Ecorce de bouleau (détail)

Les troubadours

"Le trobar jaillit sous la plume de Guillaume IX de Poitiers au XIème siècle. Il passe le virus à son vassal Eble II - dit le Chanteur - vicomte de Ventadour. C'est dans ce site grandiose et sauvage que naît en Limousin la lyrique courtoise. Cette nouvelle poésie fait un pied de nez au latin des actes administratifs, à celui de la messe et des offices religieux. Elle explose dans l'exubérance de la langue d'Oc. Le trobar est le coeur battant d'une société en pleine mutation. Les troubadours se mêlent de tout : ils critiquent le pouvoir et les moeurs, participent aux croisades, dénoncent l'inquisition, effectuent des pèlerinages, célèbrent la fin'amor, cet amour courtois qui met en pratique de nouveaux codes amoureux [...]. Le son fait sens dans cette poésie très codifiée et chantée. Elle appelle un amour raffiné et nouveau, où la femme est non seulement traitée en égale, mais où elle est partenaire active de cette quête d'absolu.
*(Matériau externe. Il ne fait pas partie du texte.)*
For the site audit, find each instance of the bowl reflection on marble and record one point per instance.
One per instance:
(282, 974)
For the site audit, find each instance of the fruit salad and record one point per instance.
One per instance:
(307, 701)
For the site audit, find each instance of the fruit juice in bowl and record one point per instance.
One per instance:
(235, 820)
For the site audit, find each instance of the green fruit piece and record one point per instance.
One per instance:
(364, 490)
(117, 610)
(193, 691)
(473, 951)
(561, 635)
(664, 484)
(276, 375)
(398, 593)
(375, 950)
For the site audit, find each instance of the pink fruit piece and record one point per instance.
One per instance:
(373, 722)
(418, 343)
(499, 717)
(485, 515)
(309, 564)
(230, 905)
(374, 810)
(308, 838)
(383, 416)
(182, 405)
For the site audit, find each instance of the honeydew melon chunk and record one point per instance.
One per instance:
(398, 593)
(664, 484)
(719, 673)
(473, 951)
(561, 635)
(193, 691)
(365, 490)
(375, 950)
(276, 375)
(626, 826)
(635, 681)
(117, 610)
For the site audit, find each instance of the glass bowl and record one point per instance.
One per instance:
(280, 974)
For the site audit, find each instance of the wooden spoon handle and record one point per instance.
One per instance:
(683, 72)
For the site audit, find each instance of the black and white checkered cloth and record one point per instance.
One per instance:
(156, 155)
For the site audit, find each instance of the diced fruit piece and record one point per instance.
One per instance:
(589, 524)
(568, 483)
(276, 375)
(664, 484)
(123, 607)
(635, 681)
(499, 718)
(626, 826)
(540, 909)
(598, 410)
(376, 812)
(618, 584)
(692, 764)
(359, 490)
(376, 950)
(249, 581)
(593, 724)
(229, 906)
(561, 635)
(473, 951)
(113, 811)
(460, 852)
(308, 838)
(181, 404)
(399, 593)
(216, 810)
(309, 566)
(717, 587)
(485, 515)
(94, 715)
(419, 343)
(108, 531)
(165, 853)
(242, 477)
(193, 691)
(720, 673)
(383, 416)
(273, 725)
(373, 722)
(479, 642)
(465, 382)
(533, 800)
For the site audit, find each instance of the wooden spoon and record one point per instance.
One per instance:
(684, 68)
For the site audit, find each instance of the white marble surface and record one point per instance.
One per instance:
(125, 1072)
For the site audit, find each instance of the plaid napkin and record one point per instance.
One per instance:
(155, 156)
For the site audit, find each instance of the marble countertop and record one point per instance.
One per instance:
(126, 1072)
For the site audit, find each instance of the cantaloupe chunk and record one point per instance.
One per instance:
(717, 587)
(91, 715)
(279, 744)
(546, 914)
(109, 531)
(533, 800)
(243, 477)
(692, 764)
Le trobador est connaisseur de belles lettres, inventeur de poésie, alors que le joglar (jongleur) est l'interprète : il apprend de mémoire paroles et musique et va dans les cours porter les cansos du troubadour.
La canso désigne la composition poétique au service de l'amour et de la courtoisie.
Le sirventès est plus incisif. Consacré à la satire morale ou politique, il préfigure la chanson engagée.
[...]"

"Guide de balades littéraires en Limousin"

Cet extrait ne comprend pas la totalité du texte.